Нортон одновременно и удивился, и почувствовал облегчение.
— Вот это да! Гастингс, как же вы догадались?
— Это случилось в тот самый день, когда мы гуляли втроем — вы, я и Элизабет Коул?
— Да, верно.
— И вы не хотели, чтобы я увидел тоже самое?
— Нет, не совсем так… Мне кажется, никто из нас не должен был этого видеть.
— Что это было?
Нортон снова нахмурился.
— Вот в этом-то и загвоздка. Должен я вам об этом рассказывать или нет? Ведь это получается самое настоящее соглядатайство! Я увидел то, что мне не предназначалось. У меня совершенно не было желания что-то увидеть — я всего лишь наблюдал за крапчатым дятлом… Но я увидел!..
Нортон замолчал. Мне очень хотелось узнать, что же все-таки он тогда увидел, ужасно хотелось, но я не решался настаивать…

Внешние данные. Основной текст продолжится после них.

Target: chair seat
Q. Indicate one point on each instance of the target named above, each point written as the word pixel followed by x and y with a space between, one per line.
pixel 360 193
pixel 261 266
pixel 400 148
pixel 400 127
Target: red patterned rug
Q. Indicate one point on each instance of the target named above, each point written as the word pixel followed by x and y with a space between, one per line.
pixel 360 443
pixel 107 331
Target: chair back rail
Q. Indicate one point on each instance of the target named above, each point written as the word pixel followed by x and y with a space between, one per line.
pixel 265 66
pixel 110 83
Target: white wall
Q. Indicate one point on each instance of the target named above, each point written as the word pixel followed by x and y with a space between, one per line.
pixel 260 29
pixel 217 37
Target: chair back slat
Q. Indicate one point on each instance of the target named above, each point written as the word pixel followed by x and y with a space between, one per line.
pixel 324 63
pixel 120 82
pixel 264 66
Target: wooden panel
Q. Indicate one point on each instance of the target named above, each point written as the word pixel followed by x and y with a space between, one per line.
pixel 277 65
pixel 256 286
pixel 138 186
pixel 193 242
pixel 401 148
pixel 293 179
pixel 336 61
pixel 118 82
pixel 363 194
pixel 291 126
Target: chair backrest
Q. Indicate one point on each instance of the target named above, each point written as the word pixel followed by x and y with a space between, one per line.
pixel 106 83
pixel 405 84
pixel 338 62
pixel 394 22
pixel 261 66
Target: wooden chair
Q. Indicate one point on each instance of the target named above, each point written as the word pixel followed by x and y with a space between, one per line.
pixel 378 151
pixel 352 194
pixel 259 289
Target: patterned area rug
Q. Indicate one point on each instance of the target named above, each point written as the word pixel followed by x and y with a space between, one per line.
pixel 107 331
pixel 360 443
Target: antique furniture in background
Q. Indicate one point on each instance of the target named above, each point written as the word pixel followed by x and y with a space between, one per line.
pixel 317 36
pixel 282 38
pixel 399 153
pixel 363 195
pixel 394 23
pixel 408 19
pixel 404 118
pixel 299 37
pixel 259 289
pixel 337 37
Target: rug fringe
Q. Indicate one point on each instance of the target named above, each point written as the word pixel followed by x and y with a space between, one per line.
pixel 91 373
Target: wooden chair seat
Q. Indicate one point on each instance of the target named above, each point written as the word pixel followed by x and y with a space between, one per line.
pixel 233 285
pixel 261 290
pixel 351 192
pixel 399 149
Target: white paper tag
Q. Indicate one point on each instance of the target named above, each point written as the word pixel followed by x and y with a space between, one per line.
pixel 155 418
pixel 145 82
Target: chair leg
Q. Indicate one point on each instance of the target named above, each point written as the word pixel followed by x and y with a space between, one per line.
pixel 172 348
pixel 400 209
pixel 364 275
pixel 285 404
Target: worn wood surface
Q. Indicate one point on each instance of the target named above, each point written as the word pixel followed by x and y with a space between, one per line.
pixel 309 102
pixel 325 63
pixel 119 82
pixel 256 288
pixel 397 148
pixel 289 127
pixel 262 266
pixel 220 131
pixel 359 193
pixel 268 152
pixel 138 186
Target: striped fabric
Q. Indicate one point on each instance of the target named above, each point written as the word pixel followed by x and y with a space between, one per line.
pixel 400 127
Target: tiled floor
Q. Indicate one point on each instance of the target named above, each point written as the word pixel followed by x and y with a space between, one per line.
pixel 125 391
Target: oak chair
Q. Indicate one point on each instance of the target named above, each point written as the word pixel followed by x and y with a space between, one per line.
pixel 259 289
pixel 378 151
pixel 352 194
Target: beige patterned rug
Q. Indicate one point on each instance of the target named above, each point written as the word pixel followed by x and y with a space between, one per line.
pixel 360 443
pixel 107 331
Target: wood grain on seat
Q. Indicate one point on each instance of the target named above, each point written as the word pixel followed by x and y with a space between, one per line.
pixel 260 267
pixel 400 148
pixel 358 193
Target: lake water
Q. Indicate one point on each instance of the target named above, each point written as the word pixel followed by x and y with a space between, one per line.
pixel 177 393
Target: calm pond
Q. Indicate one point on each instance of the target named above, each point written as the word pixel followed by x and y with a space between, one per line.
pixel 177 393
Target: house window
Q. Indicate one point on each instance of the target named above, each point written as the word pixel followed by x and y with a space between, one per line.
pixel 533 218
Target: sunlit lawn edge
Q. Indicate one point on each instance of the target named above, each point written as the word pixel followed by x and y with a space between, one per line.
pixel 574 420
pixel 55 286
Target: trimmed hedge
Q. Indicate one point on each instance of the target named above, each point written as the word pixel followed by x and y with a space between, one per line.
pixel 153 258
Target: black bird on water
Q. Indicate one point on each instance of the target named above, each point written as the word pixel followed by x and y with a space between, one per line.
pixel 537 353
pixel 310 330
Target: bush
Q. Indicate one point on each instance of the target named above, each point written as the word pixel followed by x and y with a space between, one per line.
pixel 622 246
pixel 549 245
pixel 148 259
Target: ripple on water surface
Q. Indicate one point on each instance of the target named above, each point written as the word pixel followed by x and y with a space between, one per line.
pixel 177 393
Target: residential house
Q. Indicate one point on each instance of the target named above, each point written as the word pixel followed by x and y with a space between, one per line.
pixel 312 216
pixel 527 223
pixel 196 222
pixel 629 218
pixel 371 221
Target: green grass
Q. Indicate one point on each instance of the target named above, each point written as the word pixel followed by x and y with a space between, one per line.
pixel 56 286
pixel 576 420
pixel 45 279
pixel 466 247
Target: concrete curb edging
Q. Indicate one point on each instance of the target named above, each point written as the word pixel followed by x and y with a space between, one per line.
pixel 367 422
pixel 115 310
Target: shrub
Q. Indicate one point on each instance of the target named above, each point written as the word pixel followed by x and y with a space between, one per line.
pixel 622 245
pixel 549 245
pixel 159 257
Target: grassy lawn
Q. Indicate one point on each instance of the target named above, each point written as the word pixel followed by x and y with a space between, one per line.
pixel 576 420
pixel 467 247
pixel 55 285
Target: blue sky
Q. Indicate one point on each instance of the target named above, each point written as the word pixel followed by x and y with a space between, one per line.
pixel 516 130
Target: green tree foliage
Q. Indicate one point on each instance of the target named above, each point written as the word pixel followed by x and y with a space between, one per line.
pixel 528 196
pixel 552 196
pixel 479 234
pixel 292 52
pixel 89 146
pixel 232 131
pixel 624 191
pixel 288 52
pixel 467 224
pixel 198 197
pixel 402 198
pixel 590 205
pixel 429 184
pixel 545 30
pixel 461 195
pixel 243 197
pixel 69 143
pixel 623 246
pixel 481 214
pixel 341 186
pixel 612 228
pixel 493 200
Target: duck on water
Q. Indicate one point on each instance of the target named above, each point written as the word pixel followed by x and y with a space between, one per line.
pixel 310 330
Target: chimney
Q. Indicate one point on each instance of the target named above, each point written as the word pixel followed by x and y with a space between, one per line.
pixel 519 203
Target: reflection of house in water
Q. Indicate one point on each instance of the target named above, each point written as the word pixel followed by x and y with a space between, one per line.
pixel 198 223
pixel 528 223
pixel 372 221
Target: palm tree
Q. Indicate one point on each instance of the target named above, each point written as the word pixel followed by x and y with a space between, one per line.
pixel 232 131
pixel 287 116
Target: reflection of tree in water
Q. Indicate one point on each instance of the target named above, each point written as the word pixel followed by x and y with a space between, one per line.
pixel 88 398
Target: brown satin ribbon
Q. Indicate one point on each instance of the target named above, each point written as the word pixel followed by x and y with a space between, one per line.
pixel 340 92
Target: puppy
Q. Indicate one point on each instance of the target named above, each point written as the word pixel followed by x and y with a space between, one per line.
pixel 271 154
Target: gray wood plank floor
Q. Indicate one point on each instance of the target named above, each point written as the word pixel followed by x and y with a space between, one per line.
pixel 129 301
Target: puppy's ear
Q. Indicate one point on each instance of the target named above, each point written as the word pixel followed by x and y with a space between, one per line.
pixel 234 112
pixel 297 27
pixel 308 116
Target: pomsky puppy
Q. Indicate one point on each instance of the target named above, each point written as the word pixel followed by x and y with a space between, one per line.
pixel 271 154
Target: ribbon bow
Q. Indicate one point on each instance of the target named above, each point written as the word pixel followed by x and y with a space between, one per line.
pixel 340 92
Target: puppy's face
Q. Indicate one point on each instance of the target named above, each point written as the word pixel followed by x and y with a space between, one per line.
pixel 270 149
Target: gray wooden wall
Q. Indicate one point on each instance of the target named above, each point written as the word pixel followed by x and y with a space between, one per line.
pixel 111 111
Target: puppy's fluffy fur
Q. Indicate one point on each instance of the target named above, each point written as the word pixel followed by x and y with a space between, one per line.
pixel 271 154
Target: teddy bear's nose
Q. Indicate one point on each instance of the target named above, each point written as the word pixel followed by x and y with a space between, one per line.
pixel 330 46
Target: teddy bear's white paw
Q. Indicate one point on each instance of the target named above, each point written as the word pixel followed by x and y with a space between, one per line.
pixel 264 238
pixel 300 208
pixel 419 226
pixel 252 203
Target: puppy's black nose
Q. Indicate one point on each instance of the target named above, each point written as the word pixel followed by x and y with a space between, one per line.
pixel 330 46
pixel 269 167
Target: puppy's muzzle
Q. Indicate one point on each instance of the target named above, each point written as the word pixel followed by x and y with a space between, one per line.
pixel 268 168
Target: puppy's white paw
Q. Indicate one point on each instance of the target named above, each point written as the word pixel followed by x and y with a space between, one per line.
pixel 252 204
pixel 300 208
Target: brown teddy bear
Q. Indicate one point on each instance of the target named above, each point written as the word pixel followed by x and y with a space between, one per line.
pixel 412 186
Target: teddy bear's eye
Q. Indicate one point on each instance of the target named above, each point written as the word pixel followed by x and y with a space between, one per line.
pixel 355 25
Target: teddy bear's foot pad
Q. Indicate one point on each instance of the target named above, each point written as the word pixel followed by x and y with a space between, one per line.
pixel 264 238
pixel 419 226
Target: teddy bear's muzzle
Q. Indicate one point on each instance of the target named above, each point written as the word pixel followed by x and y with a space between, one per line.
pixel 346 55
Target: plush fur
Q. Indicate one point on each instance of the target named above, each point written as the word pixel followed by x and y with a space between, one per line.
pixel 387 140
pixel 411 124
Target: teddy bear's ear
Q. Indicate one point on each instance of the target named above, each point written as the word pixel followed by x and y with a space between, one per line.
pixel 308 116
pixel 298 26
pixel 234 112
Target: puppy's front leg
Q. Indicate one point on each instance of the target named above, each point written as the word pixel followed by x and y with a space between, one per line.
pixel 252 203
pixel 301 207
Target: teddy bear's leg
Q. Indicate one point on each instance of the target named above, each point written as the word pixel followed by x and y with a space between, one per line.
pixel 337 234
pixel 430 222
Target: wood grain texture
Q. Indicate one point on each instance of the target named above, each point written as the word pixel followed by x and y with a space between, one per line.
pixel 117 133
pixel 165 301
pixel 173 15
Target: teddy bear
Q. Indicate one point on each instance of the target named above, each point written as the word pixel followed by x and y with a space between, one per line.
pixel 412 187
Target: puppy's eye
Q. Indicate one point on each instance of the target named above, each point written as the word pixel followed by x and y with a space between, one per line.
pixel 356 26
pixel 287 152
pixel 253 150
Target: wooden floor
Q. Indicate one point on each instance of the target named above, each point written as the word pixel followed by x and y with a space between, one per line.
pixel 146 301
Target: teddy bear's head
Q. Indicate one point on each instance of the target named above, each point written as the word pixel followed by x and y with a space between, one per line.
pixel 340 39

— Но это было нечто важное? — все-таки спросил я.
— Это может возыметь большое значение. Вот и все, что я знаю.
— Это как-то относится к смерти миссис Франклин?
— Странно, что именно об этом вы спрашиваете, — очень удивился Нортон.
— Значит, относится?
— Нет-нет. Прямой связи нет, но все же мне кажется, это как-то связано с ее смертью, — задумчиво ответил Нортон, — тогда некоторые события предстали бы в ином свете. Это бы означало… Черт побери, я просто не знаю, что мне делать!
Меня раздирало двойственное чувство. Я с ума сходил от желания все узнать и в то же время понимал, что Нортону совсем не хочется об этом рассказывать… Ничего удивительного. На его месте я чувствовал бы то же самое. Слишком уж сомнительным способом — согласно нашей морали — были получены его сведения…
А потом меня вдруг осенило:
— Почему бы вам не посоветоваться с Пуаро?
— С Пуаро? — на лице Нортона выразилось некоторое сомнение.
— Да, именно с Пуаро!
— Ну что ж, — медленно ответил Нортон, — это мысль. Ведь он иностранец… — и, смутившись, Нортон замолчал.
Я понял, что он имеет в виду. Язвительные замечания Пуаро насчет пристрастия англичан к честной игре мне были слишком хорошо знакомы. Удивляюсь, почему сам Пуаро, не комплексующий в вопросах морали, сам не додумался рассматривать птиц в бинокль. Это было бы чрезвычайно полезно для дела…
— Вы не пожалеете, что доверились ему, — настаивал я. — К тому же, его советы вас ни к чему не обяжут…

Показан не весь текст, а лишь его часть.